У Томаса есть милая привычка краснеть. Сейчас она тоже безумно меня возбуждает.
- Как? – спрашиваю я, наверное, мне надо побыстрее выпить, побыстрее и побольше.
Но вместо того, чтобы сделать глоток, я ставлю стакан на пол и решительно кладу руки Томасу на бедра. Он вздрагивает, но не отстраняется.
Осторожно в темпе звучащей за стеной композиции, то, замедляя, то, ускоряя движения ладоней, я начинаю гладить его талию и ягодицы.
Он откидывает голову назад, его бедра словно повторяют сложный мелодический рисунок: они томно, чувственно покачиваются. Подушечками пальцев я ощущаю мягкую ткань брюк, а под ней – нежную, пылающую кожу.
Я резко выдыхаю и дергаю его за пояс.
Я так давно хотел! Наконец-то…
Он не дает. Он забирается на мои колени, и мне ничего не остается, как ласкать его через ткань и жадно кусать красиво изогнутые губы.
Мне даже не приходит в голову его раздеть: он сам расстегивает пуговицы на своей рубашке.
Какая бархатная кожа…
Забыв о пульсирующей выпуклости между его ног, я начинаю лизать ему шею и гладить спину.

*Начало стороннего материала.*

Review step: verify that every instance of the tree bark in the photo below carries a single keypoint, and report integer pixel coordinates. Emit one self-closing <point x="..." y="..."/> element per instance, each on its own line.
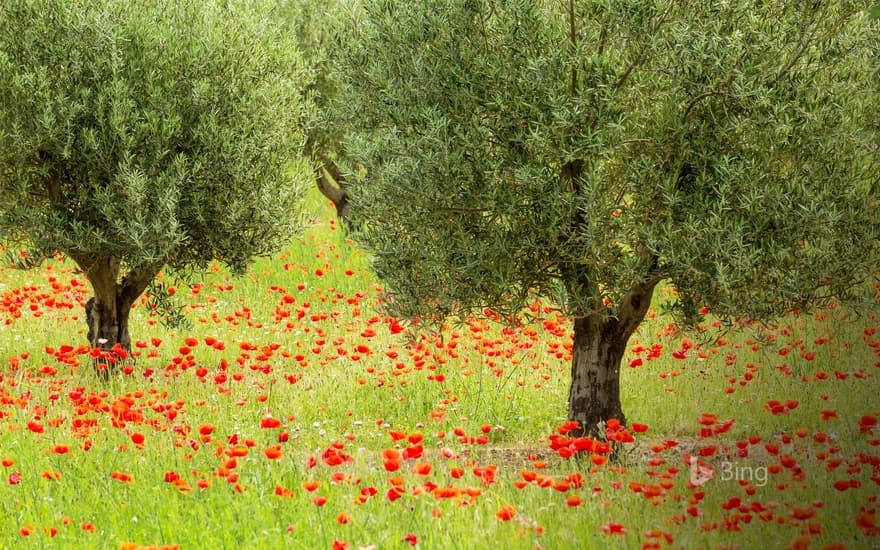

Он так откровенно наслаждается моими ласками, так стонет и прижимается к моему члену, так всхлипывает, когда я забираю в рот его соски, сначала один, потом второй, по очереди…
Маленькая развратная дрянь, скрывающаяся под маской добротели!
Ну и что? Таким я хочу его даже больше!
- Томас… - выдыхаю я.
Он встает коленями на подлокотники кресла, и я, наконец-то, спускаю вниз его брюки.
Влажная розовая головка члена твердо упирается мне в губы. Я дразню его до тех пор, пока сытые кошачьи стоны не превращаются в тонкие бессильные всхлипы.
«Я измучаю тебя, детка, - мстительно думаю я. – Я слишком давно не пробовал тебя на вкус. По твоей, между прочим, вине… Я достану тебя. Вот так!»
- А-ах, - стонет он: я ускоряю темп, почти в том же сумасшедшем ритме касаясь пальцем его простаты.
Сперма Томаса соленая.
Он всхлипывает и роняет голову мне на плечо, прижимаясь мокрыми щеками к моей шее.
- Томас, ты плачешь с двух сторон, - шепчу я, наклоняюсь и целую его пах, нежно лаская ягодицы.
Потом мы медленно перемещаемся в спальню.
На небе появляется осколок месяца, и я всю ночь слизываю его бледные лучи с горячей прозрачной кожи Томаса.